(a) Field of the Invention
The invention relates to laser cathode-ray tubes (CRT) having an electron gun with a cathode for generating an electron beam, a laser screen, a focusing system for focusing the electron beam on the laser screen and a deflection system for deflecting this beam, and laser cathode ray tubes used, e.g., in projection television systems for displaying images on large square screens or in any field of technology where CRT's are used.
(b) Description of the Related Art
Projection television systems based on conventional cathode-ray tubes having a fluorescent screen are widely used for displaying images on the screens having an area of up to several square meters. However, limited and divergent light beam inherent to such systems makes it difficult to form images of large size with required brightness and contrast. This disadvantage is largely caused by the effect of saturation of the fluorescent intensity resulting from the increase in the current density of the electron beam, as well as by dispersion of the light radiation in the luminophor of a conventional cathode-ray tube.
An effective way to improve the parameters of projection television systems is connected with using laser CRT's (see, for example, U.S. Pat. No. 3,558,956), in which the above-mentioned saturation effect and losses in the luminophor are removed.
As distinct from the conventional CRT's, the source of the radiation in the laser CRT is a laser target that is a thin semiconductor monocrystalline plate having either of its parallel surfaces covered by coatings. A fully reflecting mirror metal coating is usually applied to the surface on which the electron beam is incident, while the other side of the plate is covered with a semitransparent mirror coating. The mirror surfaces constitute an optical resonator, while the semiconductor plate between them acts as an active medium of the laser leading to electron-beam excitation (pumping). The laser target is usually fixed to a transparent substrate serving as the optical output window of the laser CRT and also as a heat sink for the laser target. The substrate can be made of, e.g., sapphire having a high thermal conductivity. The laser target constitutes the screen of the laser CRT (laser screen) together with the transparent substrate.
The electron beam penetrates into the semiconductor plate through the metal coating and induces spontaneous light radiation. When the surface density of the current produced by the beam on the laser target equals a threshold value, the power of the induced light radiation will compensate the losses in the optical resonator and the element of the target on which the electron beam is incident will generate laser radiation. When light passes repeatedly through the resonator, its spectrum narrows, with the result that the emitted light is monochromatic. The laser light is radiated through the semitransparent mirror coating perpendicularly to the surface of the semiconductor plate and leaves the CRT through the sapphire output window.
In U.S. Pat. No. 5,280,360 a laser CRT is described, the CRT including an electron gun with a cathode for generating an electron beam, a laser screen, a focusing system for focusing the electron beam on the laser screen and a deflection system for deflecting this beam.

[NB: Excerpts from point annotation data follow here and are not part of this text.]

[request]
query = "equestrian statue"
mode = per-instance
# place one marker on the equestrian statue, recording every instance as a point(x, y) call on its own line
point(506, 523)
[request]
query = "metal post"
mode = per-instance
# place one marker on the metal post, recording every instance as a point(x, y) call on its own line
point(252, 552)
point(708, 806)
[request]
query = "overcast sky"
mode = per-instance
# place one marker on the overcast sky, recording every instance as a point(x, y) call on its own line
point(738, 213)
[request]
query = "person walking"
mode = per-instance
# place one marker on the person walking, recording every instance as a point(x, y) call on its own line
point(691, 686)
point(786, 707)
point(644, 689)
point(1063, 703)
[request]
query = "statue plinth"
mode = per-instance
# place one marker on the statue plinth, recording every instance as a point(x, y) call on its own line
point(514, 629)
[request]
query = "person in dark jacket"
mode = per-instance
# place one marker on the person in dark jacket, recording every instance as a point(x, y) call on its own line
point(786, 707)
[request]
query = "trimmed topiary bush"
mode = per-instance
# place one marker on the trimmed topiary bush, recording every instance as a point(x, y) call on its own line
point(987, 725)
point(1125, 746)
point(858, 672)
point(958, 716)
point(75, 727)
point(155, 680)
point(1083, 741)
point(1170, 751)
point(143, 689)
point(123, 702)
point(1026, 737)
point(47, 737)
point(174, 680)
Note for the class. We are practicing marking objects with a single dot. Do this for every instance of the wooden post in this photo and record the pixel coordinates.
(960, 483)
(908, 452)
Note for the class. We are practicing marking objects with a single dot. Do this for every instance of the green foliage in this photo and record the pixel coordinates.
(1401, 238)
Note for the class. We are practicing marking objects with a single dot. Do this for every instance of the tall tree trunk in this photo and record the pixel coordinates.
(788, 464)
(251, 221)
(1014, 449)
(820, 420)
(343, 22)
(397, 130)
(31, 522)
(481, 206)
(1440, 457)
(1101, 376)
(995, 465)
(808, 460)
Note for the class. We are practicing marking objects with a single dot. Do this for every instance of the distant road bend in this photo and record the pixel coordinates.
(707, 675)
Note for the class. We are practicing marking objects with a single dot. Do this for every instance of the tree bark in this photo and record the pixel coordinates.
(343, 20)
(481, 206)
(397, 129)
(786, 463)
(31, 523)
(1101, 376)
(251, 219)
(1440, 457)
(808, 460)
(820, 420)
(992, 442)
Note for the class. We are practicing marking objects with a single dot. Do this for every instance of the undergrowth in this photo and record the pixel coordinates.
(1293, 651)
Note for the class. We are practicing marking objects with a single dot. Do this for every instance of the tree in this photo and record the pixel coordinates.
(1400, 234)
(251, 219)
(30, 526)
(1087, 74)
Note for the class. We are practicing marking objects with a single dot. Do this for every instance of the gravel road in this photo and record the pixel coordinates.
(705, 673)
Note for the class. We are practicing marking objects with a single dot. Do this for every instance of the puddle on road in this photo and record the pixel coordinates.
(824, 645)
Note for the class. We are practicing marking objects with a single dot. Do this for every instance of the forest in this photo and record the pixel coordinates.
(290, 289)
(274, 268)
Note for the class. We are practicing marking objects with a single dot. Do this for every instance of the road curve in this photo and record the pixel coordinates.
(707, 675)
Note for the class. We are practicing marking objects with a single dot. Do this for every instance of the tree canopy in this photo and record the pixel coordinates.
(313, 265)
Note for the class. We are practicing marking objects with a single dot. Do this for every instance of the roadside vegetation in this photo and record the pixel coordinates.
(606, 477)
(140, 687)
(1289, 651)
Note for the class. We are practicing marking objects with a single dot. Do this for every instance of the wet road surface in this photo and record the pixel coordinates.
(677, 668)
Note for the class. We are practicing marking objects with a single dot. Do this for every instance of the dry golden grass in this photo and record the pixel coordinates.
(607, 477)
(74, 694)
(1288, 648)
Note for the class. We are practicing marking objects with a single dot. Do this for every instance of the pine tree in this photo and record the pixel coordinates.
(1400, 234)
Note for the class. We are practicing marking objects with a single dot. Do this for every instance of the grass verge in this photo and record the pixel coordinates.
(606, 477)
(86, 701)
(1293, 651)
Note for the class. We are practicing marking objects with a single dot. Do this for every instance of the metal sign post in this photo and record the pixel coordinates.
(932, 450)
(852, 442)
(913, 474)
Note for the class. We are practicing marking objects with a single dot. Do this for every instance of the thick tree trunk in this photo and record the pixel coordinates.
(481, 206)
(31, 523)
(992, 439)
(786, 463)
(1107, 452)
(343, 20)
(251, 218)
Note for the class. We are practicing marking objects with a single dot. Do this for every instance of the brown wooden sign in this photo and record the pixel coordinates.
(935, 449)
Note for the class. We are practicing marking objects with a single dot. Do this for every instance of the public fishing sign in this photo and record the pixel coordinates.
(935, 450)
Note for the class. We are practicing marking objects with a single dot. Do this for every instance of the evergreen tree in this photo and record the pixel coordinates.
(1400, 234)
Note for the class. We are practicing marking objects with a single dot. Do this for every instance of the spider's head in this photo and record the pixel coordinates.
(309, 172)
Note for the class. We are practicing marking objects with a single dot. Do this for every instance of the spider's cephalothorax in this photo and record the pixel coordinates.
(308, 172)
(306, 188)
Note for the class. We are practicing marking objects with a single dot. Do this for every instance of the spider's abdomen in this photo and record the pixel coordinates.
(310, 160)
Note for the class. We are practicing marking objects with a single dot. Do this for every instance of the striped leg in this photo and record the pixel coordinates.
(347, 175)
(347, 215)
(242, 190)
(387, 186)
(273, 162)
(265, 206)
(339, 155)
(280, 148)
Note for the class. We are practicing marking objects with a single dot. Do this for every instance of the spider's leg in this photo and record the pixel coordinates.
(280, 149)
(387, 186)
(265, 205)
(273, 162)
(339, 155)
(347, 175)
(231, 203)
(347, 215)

The method of exciting the screen of the laser CRT according to the above-mentioned patent comprises generating an electron beam and directing this beam to an element of the laser screen for exciting laser radiation. The laser radiation is excited when the current density produced by the electron beam on the element of the screen exceeds a threshold value.
In case of conventional CRT's the increase of the density of electron beam current on each element is useless due to the saturation of fluorescent intensity resulting from the power increase of electron beam. Further, it is known that increase in the current of an electron beam results in its greater diameter because of interaction among the electrons forming the electron beam. Because of this, the increased beam current in the known laser CRT's does not provide a proportional increase in the current density on the laser screen. Therefore, the light radiation intensity does not increase in proportion with the increase of the current. Other negative consequence of the increase in the diameter of the electron beam is reduction in the resolution of the laser CRT.